L'UE veut en outre aider l'Arménie à mieux résister face aux crises et à combattre la désinformation en matière électorale, alors que des élections législatives doivent se tenir dans un mois dans le pays.

L'Arménie espère également des avancées sur la question de l'assouplissement des visas pour ses ressortissants qui se rendent dans l'UE.

Candidate à l'UE ? 

Autre témoignage du soutien des Européens à l'Arménie, Emmanuel Macron, en visite d'Etat dans le pays et qui a reçu un accueil digne d'une star à son arrivée dimanche, a pris part mardi avec Nikol Pachinian à la deuxième édition du "dialogue d'Erevan", un forum consacré à de multiples sujets, de la résilience démocratique aux interconnexions régionales entre Asie et Europe.

"Je crois très profondément que la vocation de l'Arménie est une vocation européenne", a lancé le président français.

"L'Europe est le partenaire le plus naturel de l'Arménie et du Sud Caucase dans le moment que nous vivons", a-t-il insisté.

Lundi, Erevan a accueilli le 8e sommet de la Communauté politique européenne, rendez-vous qui rassemble deux fois par an des dizaines de dirigeants de toute l'Europe, à l'exception de la Russie et du Bélarus.

En toile de fond de cet étalage de soutiens, se pose la question d'une potentielle future demande d'adhésion de l'Arménie à l'UE, sur laquelle les autorités du pays avancent cependant très prudemment.

Interrogé mardi sur une éventuelle candidature, M. Pachinian a expliqué que son pays devait d'abord se mettre au niveau des exigences liées au processus d'adhésion.

L'an dernier, l'Arménie a adopté une loi déclarant officiellement son intention de se porter candidate à l'UE, dans la continuité d'un partenariat noué en 2017.

Mais Erevan n'a pas encore sauté le pas pour le moment, tandis que Moscou a prévenu qu'il serait "impossible" au pays d'adhérer à l'UE, vu ses liens très étroits avec l'économie russe.

Alliée de longue date à la Russie, notamment pour des raisons de sécurité, l'Arménie abrite une base militaire russe et reste membre d'alliances économiques et sécuritaires avec Moscou.

Les relations entre les deux pays se sont cependant refroidies, Erevan s'interrogeant sur la fiabilité de son allié traditionnel, qui n'est pas venu à son secours lors de la guerre avec l'Azerbaïdjan en 2023.

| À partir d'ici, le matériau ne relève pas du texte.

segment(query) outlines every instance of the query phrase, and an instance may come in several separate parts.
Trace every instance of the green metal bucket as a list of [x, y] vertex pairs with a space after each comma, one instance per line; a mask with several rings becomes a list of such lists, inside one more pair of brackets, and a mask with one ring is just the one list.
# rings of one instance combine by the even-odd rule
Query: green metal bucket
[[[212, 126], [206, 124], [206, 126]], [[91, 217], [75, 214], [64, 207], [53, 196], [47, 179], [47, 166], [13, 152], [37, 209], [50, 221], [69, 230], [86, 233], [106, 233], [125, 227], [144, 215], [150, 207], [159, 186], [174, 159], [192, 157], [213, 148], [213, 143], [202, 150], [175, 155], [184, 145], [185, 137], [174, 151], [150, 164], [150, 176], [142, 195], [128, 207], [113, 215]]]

L'Arménie et l'Azerbaïdjan ont signé en août un accord à Washington sous l'égide du président américain Donald Trump en vue de mettre fin au conflit territorial qui les oppose depuis des décennies.

Les Européens ne sont pas les seuls à se rapprocher de l'Arménie. Le vice-président américain J.D Vance a lui aussi fait le voyage à Erevan en février, première visite d'un tel haut responsable américain dans ce pays du Caucase.